# Demographic and Canine Attributes in Zurich's Dog Registration Data Exploration with `mlcroissant`

This notebook provides a template for loading and exploring a dataset using the `mlcroissant` library.

### Dataset Source
The dataset source is provided via a Croissant schema URL.

In [None]:
# Ensure `mlcroissant` library is installed
!pip install mlcroissant

## 1. Data Loading
Load metadata and records from the dataset using `mlcroissant`.

In [None]:
import mlcroissant as mlc
import pandas as pd

# Define the dataset URL
url = 'https://sen.science/doi/10.71728/senscience.cwm4-z9n3/fair2.json'

# Load the dataset metadata
dataset = mlc.Dataset(url)
metadata = dataset.metadata
print(f"{metadata.name}: {metadata.description}")

## 2. Data Overview
Review available record sets, fields, and their IDs.

In [None]:
# Inspect the record sets available in the dataset
record_sets = metadata.recordSet
print("Record Sets:")
for record_set in record_sets:
    print("-", record_set['@id'], record_set['name'])

## 3. Data Extraction
Load data from a specific record set into a DataFrame for analysis.
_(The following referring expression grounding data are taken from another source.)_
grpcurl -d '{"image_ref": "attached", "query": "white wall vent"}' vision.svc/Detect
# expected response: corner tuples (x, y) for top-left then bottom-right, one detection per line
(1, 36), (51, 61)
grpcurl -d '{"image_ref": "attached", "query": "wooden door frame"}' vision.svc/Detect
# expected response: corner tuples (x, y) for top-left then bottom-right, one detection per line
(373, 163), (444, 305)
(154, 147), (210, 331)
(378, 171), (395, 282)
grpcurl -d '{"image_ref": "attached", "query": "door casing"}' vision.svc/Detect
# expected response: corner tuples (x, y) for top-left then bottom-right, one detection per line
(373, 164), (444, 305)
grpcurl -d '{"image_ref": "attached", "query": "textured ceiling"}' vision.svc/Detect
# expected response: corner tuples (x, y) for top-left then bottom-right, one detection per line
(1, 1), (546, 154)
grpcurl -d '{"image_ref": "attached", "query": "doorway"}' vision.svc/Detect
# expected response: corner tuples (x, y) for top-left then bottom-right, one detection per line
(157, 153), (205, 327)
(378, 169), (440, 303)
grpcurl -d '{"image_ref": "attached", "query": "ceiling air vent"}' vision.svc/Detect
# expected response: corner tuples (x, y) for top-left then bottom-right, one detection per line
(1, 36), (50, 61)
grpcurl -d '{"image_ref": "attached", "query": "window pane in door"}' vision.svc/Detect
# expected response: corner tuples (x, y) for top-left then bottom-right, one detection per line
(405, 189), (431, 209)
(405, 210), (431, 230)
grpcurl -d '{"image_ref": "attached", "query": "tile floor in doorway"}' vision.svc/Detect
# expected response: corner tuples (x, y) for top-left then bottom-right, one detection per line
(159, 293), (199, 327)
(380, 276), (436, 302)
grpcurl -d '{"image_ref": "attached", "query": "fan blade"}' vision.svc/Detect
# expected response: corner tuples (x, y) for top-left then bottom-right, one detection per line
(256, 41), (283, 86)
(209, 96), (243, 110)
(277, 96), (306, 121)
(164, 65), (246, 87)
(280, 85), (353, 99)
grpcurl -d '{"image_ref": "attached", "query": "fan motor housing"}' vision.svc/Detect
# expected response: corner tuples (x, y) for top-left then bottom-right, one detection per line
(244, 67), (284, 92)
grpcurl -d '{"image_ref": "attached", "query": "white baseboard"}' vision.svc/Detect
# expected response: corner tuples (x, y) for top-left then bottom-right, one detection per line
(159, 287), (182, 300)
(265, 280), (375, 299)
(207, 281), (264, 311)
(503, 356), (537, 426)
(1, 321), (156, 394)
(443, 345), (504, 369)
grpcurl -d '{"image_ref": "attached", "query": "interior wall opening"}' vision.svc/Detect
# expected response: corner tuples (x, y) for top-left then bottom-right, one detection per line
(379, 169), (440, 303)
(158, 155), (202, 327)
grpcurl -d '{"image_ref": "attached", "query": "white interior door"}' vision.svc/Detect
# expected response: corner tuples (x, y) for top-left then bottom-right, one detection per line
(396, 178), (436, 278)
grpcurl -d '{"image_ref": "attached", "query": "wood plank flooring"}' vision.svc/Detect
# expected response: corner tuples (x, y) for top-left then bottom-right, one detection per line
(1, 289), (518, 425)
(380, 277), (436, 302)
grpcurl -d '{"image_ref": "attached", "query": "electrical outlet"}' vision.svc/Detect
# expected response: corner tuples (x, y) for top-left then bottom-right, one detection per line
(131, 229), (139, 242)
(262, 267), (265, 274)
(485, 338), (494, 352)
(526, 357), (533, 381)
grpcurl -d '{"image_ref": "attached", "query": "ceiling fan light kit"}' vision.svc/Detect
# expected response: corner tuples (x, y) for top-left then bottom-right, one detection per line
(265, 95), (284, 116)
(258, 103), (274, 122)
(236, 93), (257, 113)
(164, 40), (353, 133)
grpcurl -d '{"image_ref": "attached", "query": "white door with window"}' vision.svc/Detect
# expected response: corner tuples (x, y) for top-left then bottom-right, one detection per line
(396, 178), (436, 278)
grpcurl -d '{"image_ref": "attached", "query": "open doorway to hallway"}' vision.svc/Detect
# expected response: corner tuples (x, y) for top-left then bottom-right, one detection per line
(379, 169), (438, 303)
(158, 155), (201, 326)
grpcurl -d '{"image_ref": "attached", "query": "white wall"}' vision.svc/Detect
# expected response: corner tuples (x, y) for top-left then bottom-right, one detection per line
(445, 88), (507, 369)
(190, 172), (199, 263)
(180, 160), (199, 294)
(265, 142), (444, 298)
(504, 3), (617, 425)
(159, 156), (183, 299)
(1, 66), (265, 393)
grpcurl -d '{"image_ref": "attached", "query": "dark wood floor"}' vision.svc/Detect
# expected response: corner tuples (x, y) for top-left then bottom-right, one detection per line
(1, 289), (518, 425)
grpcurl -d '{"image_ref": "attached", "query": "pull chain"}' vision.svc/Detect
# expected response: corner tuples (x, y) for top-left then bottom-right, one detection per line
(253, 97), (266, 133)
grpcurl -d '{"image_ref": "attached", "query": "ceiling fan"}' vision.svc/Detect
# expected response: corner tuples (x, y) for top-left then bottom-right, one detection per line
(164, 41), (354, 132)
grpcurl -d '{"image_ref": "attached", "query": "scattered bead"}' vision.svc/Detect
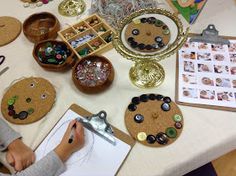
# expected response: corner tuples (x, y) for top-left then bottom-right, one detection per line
(166, 127), (177, 138)
(161, 103), (170, 111)
(134, 114), (144, 123)
(128, 104), (137, 112)
(137, 132), (147, 141)
(175, 122), (182, 129)
(146, 135), (156, 144)
(156, 132), (168, 145)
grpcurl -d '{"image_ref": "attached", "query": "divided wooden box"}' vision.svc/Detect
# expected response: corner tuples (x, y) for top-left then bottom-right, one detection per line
(58, 14), (114, 59)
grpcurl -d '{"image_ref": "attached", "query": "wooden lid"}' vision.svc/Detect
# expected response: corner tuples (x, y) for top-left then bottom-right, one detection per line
(0, 16), (22, 46)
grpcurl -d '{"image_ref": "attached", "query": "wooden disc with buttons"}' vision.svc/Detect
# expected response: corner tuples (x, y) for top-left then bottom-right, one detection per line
(125, 94), (184, 147)
(1, 77), (56, 125)
(124, 17), (171, 53)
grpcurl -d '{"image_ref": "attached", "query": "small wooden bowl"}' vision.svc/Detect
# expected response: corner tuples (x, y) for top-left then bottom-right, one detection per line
(72, 55), (114, 94)
(23, 12), (60, 43)
(33, 40), (75, 72)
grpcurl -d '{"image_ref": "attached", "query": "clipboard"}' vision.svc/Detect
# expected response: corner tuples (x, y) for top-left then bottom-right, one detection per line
(35, 103), (135, 176)
(175, 25), (236, 112)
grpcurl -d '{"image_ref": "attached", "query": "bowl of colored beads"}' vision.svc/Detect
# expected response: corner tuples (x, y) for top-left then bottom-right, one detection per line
(23, 12), (60, 43)
(33, 40), (75, 71)
(72, 55), (114, 94)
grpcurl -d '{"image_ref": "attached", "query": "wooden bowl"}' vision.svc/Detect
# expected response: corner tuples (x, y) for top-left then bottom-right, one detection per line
(23, 12), (60, 43)
(33, 40), (75, 72)
(72, 55), (114, 94)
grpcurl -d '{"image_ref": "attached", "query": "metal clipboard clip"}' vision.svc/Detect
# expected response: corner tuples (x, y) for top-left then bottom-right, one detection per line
(189, 24), (230, 45)
(76, 111), (116, 146)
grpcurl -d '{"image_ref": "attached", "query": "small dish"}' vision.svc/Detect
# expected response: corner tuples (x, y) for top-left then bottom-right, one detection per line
(23, 12), (60, 43)
(33, 40), (75, 71)
(72, 55), (114, 94)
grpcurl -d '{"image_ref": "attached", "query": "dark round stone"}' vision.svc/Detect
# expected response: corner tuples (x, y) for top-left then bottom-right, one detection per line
(155, 36), (163, 43)
(131, 41), (138, 48)
(158, 42), (165, 48)
(128, 37), (134, 43)
(161, 103), (170, 111)
(8, 105), (14, 110)
(128, 104), (137, 112)
(162, 25), (168, 30)
(145, 44), (153, 50)
(132, 97), (140, 105)
(156, 132), (168, 145)
(147, 17), (156, 24)
(8, 110), (15, 116)
(140, 94), (148, 102)
(138, 43), (145, 50)
(18, 111), (28, 120)
(175, 122), (183, 129)
(163, 97), (171, 103)
(156, 94), (163, 100)
(140, 18), (147, 23)
(146, 135), (156, 144)
(134, 114), (144, 123)
(148, 94), (156, 100)
(132, 29), (140, 35)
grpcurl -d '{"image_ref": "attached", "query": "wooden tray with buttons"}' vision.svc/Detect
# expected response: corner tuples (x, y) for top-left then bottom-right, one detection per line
(58, 14), (114, 60)
(125, 93), (184, 147)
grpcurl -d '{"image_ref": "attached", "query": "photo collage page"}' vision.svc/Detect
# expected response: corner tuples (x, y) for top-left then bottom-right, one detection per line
(178, 38), (236, 108)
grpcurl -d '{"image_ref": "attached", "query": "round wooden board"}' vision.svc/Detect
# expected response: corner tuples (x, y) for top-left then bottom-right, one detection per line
(0, 16), (22, 46)
(1, 77), (56, 125)
(124, 18), (170, 53)
(125, 94), (184, 147)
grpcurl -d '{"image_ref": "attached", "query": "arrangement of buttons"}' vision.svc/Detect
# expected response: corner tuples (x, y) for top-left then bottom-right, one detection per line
(125, 93), (184, 147)
(124, 16), (170, 53)
(72, 55), (114, 94)
(33, 40), (75, 71)
(58, 14), (114, 59)
(22, 0), (53, 8)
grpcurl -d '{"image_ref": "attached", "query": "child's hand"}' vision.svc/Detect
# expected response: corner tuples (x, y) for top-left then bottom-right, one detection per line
(6, 139), (35, 171)
(54, 120), (85, 162)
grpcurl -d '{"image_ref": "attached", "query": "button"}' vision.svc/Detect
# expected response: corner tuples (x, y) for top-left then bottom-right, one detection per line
(18, 111), (28, 120)
(140, 94), (148, 102)
(163, 29), (170, 35)
(128, 37), (134, 43)
(166, 127), (177, 138)
(145, 45), (153, 50)
(138, 43), (145, 50)
(147, 17), (156, 24)
(158, 42), (165, 48)
(132, 97), (140, 105)
(162, 25), (168, 30)
(137, 132), (147, 141)
(8, 105), (14, 110)
(128, 104), (137, 112)
(155, 36), (163, 43)
(7, 99), (15, 106)
(161, 103), (170, 111)
(155, 20), (163, 27)
(148, 94), (156, 100)
(146, 135), (156, 144)
(175, 122), (182, 129)
(131, 41), (138, 48)
(132, 29), (140, 35)
(134, 114), (144, 123)
(173, 114), (182, 122)
(8, 110), (15, 116)
(140, 18), (147, 23)
(156, 132), (168, 145)
(163, 97), (171, 103)
(156, 94), (163, 100)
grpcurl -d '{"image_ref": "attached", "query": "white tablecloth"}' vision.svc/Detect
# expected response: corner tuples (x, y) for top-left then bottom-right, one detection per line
(0, 0), (236, 175)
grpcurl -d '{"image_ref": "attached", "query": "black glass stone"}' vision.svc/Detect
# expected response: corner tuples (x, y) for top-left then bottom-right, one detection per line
(140, 94), (148, 102)
(128, 104), (137, 112)
(128, 37), (134, 43)
(147, 17), (156, 24)
(155, 36), (163, 43)
(134, 114), (144, 123)
(132, 97), (140, 105)
(131, 41), (138, 48)
(148, 94), (156, 100)
(161, 103), (170, 111)
(8, 105), (14, 110)
(158, 42), (165, 48)
(156, 94), (163, 100)
(163, 97), (171, 103)
(145, 44), (153, 50)
(132, 29), (140, 35)
(18, 111), (28, 120)
(146, 135), (156, 144)
(138, 43), (145, 50)
(140, 18), (147, 23)
(156, 132), (168, 145)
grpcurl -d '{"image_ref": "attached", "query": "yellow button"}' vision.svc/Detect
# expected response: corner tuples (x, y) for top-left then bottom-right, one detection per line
(137, 132), (147, 141)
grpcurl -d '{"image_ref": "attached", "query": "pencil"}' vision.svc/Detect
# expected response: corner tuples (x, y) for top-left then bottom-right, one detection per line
(68, 123), (76, 144)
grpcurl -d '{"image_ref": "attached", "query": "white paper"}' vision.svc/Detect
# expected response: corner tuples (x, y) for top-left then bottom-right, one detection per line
(178, 38), (236, 108)
(35, 109), (131, 176)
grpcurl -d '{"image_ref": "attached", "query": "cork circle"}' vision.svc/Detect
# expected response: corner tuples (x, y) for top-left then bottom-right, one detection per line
(125, 94), (184, 147)
(1, 77), (56, 125)
(125, 17), (170, 53)
(0, 16), (22, 46)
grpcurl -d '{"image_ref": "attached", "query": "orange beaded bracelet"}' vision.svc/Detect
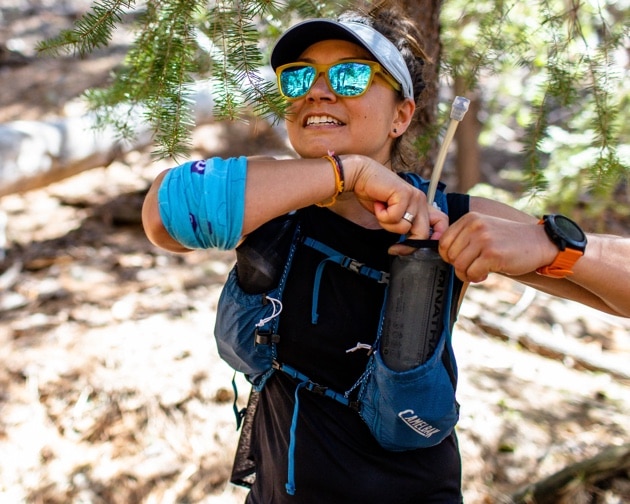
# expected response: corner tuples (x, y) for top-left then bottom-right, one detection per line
(316, 154), (345, 207)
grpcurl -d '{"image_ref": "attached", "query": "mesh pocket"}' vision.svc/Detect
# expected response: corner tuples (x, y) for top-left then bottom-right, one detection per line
(359, 335), (459, 451)
(214, 268), (278, 384)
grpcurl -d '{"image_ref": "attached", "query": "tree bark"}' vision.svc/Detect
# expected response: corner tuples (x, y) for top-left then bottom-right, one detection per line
(454, 77), (481, 192)
(401, 0), (443, 174)
(403, 0), (442, 127)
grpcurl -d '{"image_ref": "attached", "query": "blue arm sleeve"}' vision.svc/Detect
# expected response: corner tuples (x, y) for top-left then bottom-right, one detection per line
(157, 156), (247, 250)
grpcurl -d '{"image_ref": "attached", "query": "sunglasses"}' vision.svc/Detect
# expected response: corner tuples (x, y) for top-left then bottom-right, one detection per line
(275, 60), (402, 100)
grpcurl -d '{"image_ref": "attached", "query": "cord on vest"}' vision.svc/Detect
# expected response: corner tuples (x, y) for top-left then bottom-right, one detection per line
(345, 342), (373, 354)
(255, 296), (283, 327)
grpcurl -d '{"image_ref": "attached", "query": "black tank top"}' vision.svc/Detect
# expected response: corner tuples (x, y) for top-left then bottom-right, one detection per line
(233, 193), (469, 503)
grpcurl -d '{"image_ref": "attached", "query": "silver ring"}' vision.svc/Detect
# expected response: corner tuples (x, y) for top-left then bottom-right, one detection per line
(402, 211), (415, 224)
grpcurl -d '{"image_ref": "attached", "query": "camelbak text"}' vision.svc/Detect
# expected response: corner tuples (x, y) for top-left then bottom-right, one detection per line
(398, 409), (441, 438)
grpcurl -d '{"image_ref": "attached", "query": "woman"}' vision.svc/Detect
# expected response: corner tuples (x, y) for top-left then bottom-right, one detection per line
(142, 4), (630, 503)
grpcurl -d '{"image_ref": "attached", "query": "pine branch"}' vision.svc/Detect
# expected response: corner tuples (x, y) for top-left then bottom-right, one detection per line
(86, 0), (204, 159)
(226, 5), (286, 120)
(521, 92), (550, 194)
(36, 0), (136, 56)
(570, 3), (628, 187)
(204, 1), (287, 123)
(35, 0), (627, 192)
(36, 0), (351, 158)
(144, 0), (200, 158)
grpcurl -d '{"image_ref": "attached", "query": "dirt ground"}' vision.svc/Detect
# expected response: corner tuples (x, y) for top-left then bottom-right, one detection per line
(1, 3), (629, 503)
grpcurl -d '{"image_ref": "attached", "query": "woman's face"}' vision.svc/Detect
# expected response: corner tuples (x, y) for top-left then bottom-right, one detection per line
(284, 39), (411, 165)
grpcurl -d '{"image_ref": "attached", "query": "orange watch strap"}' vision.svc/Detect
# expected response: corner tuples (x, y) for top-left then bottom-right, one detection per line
(536, 247), (583, 278)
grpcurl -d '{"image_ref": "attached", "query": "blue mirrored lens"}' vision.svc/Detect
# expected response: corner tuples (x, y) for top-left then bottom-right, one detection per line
(328, 62), (372, 96)
(280, 66), (316, 98)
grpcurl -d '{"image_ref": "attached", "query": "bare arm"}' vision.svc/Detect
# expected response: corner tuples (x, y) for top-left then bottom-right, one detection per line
(439, 196), (630, 318)
(142, 155), (447, 253)
(142, 169), (189, 252)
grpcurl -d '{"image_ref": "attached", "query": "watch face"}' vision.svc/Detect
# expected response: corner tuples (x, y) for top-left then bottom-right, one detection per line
(555, 215), (586, 242)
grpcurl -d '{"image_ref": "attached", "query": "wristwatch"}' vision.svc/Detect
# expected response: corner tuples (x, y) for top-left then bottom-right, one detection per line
(536, 214), (587, 278)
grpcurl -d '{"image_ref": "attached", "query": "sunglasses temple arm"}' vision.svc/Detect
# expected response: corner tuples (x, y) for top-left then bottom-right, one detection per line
(427, 96), (471, 206)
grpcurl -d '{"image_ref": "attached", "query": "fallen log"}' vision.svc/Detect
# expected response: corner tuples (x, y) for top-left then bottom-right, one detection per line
(470, 308), (630, 381)
(511, 443), (630, 504)
(0, 80), (289, 198)
(0, 96), (164, 199)
(0, 115), (145, 197)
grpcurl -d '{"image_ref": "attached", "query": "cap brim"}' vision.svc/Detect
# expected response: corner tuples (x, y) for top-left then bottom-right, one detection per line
(271, 20), (373, 70)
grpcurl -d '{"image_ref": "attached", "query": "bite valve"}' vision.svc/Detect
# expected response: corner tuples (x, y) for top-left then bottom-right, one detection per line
(450, 96), (471, 122)
(427, 95), (472, 205)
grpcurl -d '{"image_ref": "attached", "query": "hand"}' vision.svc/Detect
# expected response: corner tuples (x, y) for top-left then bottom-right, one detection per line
(387, 203), (449, 256)
(343, 155), (448, 240)
(438, 212), (555, 282)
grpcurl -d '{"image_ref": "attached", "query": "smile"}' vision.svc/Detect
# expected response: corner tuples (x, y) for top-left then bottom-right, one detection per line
(305, 115), (344, 126)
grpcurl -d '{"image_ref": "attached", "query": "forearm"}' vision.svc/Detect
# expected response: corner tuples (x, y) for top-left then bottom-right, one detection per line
(509, 229), (630, 318)
(142, 155), (365, 252)
(241, 156), (350, 234)
(567, 233), (630, 317)
(458, 197), (630, 318)
(142, 154), (441, 253)
(142, 154), (435, 253)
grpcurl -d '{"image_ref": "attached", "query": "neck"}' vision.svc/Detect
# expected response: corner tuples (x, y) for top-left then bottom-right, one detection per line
(329, 194), (382, 229)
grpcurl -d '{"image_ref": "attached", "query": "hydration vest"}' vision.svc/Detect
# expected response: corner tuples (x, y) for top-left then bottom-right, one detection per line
(214, 173), (461, 495)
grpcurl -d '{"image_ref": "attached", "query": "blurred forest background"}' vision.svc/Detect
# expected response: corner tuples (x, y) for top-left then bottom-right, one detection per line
(0, 1), (629, 503)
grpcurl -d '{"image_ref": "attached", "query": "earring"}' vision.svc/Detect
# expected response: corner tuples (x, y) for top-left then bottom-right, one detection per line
(393, 128), (398, 134)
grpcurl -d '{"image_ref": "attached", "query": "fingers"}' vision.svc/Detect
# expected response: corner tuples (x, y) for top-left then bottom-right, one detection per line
(382, 200), (434, 238)
(388, 199), (449, 256)
(427, 204), (449, 240)
(388, 242), (419, 256)
(439, 215), (487, 282)
(348, 155), (448, 239)
(439, 212), (530, 282)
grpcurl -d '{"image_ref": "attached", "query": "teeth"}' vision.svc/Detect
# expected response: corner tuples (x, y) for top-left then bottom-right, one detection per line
(306, 115), (342, 126)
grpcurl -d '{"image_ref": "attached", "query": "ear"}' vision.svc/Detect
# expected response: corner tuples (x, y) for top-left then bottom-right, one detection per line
(390, 98), (415, 137)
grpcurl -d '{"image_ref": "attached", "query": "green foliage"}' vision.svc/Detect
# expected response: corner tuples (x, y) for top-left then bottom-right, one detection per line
(199, 1), (292, 124)
(37, 0), (135, 57)
(441, 0), (629, 215)
(37, 0), (629, 215)
(37, 0), (350, 159)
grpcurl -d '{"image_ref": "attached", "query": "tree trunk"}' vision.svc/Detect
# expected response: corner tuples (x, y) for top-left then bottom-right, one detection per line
(454, 77), (481, 192)
(402, 1), (481, 192)
(401, 0), (443, 174)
Use the record set and field `@id`s from the overview.

In [None]:
# Extract data from each record set
dataframes = {}

for record_set in record_sets:
    record_set_id = record_set['@id']
    records = list(dataset.records(record_set=record_set_id))
    dataframes[record_set_id] = pd.DataFrame(records)
    print(f"Columns for {record_set_id}: {dataframes[record_set_id].columns.tolist()}")

# Display first few rows of one of the dataframes as an example
example_record_set_id = record_sets[0]['@id']
dataframes[example_record_set_id].head()

## 4. Exploratory Data Analysis (EDA)
Apply common data processing steps, such as filtering records based on specific criteria, normalizing numeric fields, and categorizing data.

In [None]:
# Select a numeric field for analysis
numeric_field = "birthYear"

example_record_set_id = record_sets[0]['@id']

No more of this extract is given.